Clean up sampling tracing.
- Moved maps to fields within thread.
- Created temp trace field to lessen amount of traces allocated and freed.
Change-Id: I23fe25a85ad2894cc6917f87d4046cdececf0739
diff --git a/runtime/thread.cc b/runtime/thread.cc
index c4077de..8fc744d 100644
--- a/runtime/thread.cc
+++ b/runtime/thread.cc
@@ -961,6 +961,8 @@
jpeer_(NULL),
stack_begin_(NULL),
stack_size_(0),
+ stack_trace_sample_(NULL),
+ trace_clock_base_(0),
thin_lock_id_(0),
tid_(0),
wait_mutex_(new Mutex("a thread wait mutex")),
@@ -1077,6 +1079,7 @@
delete debug_invoke_req_;
delete instrumentation_stack_;
delete name_;
+ delete stack_trace_sample_;
TearDownAlternateSignalStack();
}
diff --git a/runtime/thread.h b/runtime/thread.h
index f16695d..40e3f5f 100644
--- a/runtime/thread.h
+++ b/runtime/thread.h
@@ -552,6 +552,22 @@
return instrumentation_stack_;
}
+ std::vector<mirror::ArtMethod*>* GetStackTraceSample() const {
+ return stack_trace_sample_;
+ }
+
+ void SetStackTraceSample(std::vector<mirror::ArtMethod*>* sample) {
+ stack_trace_sample_ = sample;
+ }
+
+ uint64_t GetTraceClockBase() const {
+ return trace_clock_base_;
+ }
+
+ void SetTraceClockBase(uint64_t clock_base) {
+ trace_clock_base_ = clock_base;
+ }
+
BaseMutex* GetHeldMutex(LockLevel level) const {
return held_mutexes_[level];
}
@@ -698,6 +714,12 @@
// Size of the stack
size_t stack_size_;
+ // Pointer to previous stack trace captured by sampling profiler.
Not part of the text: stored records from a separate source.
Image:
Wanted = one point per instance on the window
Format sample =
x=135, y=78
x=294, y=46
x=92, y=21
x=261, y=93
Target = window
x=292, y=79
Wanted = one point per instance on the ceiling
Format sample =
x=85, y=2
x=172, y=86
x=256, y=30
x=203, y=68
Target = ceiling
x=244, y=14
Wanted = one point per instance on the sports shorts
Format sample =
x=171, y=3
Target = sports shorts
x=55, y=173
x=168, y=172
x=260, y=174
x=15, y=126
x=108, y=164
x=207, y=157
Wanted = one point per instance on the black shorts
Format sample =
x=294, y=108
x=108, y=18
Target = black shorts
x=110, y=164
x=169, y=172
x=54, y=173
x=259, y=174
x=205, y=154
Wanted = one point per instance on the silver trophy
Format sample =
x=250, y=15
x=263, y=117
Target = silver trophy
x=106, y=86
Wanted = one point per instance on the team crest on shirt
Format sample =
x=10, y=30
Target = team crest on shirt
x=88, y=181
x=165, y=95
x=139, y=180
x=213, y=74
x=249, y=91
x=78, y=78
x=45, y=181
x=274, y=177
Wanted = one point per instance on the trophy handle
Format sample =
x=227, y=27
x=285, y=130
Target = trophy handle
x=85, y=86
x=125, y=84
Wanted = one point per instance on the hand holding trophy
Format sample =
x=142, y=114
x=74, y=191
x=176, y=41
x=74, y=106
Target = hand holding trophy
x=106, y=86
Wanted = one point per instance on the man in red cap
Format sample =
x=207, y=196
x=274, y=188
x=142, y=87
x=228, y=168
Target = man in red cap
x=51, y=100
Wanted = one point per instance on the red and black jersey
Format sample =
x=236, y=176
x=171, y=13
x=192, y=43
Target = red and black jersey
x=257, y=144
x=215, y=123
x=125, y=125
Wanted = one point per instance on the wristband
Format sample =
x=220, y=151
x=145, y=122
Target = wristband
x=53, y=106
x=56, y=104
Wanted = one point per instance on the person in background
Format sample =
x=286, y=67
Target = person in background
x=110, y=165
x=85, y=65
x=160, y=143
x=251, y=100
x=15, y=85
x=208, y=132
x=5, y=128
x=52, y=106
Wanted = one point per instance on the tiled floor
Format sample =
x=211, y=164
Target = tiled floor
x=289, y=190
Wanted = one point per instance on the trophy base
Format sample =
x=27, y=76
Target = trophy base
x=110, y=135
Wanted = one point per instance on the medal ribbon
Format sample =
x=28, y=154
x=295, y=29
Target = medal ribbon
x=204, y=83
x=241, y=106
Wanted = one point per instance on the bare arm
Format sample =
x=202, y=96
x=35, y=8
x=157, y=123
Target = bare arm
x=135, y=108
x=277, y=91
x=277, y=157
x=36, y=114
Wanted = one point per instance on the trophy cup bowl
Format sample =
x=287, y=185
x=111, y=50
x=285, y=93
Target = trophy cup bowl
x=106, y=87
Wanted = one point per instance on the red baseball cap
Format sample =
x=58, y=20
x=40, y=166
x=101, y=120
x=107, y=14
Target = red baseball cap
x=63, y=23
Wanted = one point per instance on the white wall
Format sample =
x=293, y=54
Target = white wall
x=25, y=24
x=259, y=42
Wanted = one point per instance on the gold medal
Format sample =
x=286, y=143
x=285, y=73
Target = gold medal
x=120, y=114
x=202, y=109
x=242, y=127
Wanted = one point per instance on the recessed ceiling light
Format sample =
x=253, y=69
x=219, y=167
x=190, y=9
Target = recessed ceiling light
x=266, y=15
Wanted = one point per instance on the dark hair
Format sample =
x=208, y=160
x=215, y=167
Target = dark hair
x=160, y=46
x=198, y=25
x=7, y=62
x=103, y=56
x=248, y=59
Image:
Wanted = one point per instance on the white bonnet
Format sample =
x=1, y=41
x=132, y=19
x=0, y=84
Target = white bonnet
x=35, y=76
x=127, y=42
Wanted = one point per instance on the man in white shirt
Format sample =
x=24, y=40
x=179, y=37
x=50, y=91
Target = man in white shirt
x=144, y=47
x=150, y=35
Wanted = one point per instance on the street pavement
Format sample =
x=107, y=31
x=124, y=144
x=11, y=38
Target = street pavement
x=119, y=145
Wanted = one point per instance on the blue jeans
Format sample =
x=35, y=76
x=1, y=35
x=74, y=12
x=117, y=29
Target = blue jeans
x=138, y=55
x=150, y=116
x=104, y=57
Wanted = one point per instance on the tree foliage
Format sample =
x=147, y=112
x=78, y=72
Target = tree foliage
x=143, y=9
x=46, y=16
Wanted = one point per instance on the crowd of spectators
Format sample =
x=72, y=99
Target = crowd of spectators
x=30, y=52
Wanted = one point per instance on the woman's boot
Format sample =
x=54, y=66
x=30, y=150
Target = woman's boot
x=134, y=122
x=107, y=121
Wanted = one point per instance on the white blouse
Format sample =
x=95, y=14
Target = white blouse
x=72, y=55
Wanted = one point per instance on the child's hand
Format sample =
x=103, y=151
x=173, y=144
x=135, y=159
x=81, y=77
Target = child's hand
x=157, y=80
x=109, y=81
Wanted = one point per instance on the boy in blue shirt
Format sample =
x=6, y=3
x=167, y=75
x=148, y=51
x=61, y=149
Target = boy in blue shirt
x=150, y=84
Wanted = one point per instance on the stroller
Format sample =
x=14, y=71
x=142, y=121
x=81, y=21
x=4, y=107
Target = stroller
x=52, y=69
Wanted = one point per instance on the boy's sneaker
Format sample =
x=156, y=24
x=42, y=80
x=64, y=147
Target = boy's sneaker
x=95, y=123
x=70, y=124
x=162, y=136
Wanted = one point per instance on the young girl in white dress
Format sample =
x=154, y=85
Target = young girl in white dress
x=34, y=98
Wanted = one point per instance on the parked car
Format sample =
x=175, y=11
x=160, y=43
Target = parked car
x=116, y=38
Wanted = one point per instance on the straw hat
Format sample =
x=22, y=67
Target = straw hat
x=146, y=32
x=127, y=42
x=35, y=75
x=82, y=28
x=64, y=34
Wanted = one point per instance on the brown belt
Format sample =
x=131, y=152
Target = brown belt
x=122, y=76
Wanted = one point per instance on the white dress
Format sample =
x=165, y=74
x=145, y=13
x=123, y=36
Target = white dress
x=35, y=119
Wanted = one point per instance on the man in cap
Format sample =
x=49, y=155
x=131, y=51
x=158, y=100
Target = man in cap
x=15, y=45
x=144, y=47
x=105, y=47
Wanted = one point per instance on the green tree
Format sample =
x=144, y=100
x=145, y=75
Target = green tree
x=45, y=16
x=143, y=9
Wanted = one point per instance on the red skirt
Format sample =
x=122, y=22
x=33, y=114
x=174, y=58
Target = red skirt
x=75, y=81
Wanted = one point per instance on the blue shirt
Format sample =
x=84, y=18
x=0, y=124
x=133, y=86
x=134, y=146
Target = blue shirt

+ std::vector<mirror::ArtMethod*>* stack_trace_sample_;
+
+ // The clock base used for tracing.
+ uint64_t trace_clock_base_;
+
// Thin lock thread id. This is a small integer used by the thin lock implementation.
// This is not to be confused with the native thread's tid, nor is it the value returned
// by java.lang.Thread.getId --- this is a distinct value, used only for locking. One
diff --git a/runtime/trace.cc b/runtime/trace.cc
index d435129..7dbd35a 100644
--- a/runtime/trace.cc
+++ b/runtime/trace.cc
@@ -87,7 +87,7 @@
class BuildStackTraceVisitor : public StackVisitor {
public:
explicit BuildStackTraceVisitor(Thread* thread) : StackVisitor(thread, NULL),
- method_trace_(new std::vector<mirror::ArtMethod*>) {}
+ method_trace_(Trace::AllocStackTrace()) {}
bool VisitFrame() {
mirror::ArtMethod* m = GetMethod();
@@ -126,6 +126,7 @@
bool Trace::sampling_enabled_ = true;
uint32_t Trace::sampling_interval_us_ = 10000;
pthread_t Trace::sampling_pthread_ = 0U;
+UniquePtr<std::vector<mirror::ArtMethod*> > Trace::temp_stack_trace_;
static mirror::ArtMethod* DecodeTraceMethodId(uint32_t tmid) {
return reinterpret_cast<mirror::ArtMethod*>(tmid & ~kTraceMethodActionMask);
@@ -142,12 +143,25 @@
return tmid;
}
+std::vector<mirror::ArtMethod*>* Trace::AllocStackTrace() {
+ if (temp_stack_trace_.get() != NULL) {
+ return temp_stack_trace_.release();
+ } else {
+ return new std::vector<mirror::ArtMethod*>();
+ }
+}
+
+void Trace::FreeStackTrace(std::vector<mirror::ArtMethod*>* stack_trace) {
+ stack_trace->clear();
+ temp_stack_trace_.reset(stack_trace);
+}
+
void Trace::SetDefaultClockSource(ProfilerClockSource clock_source) {
#if defined(HAVE_POSIX_CLOCKS)
default_clock_source_ = clock_source;
#else
if (clock_source != kProfilerClockSourceWall) {
- LOG(WARNING) << "Ignoring tracing request to use ";
+ LOG(WARNING) << "Ignoring tracing request to use CPU time.";
}
#endif
}
@@ -181,7 +195,8 @@
}
}
-static uint32_t GetClockOverhead(Trace* trace) {
+// Compute an average time taken to measure clocks.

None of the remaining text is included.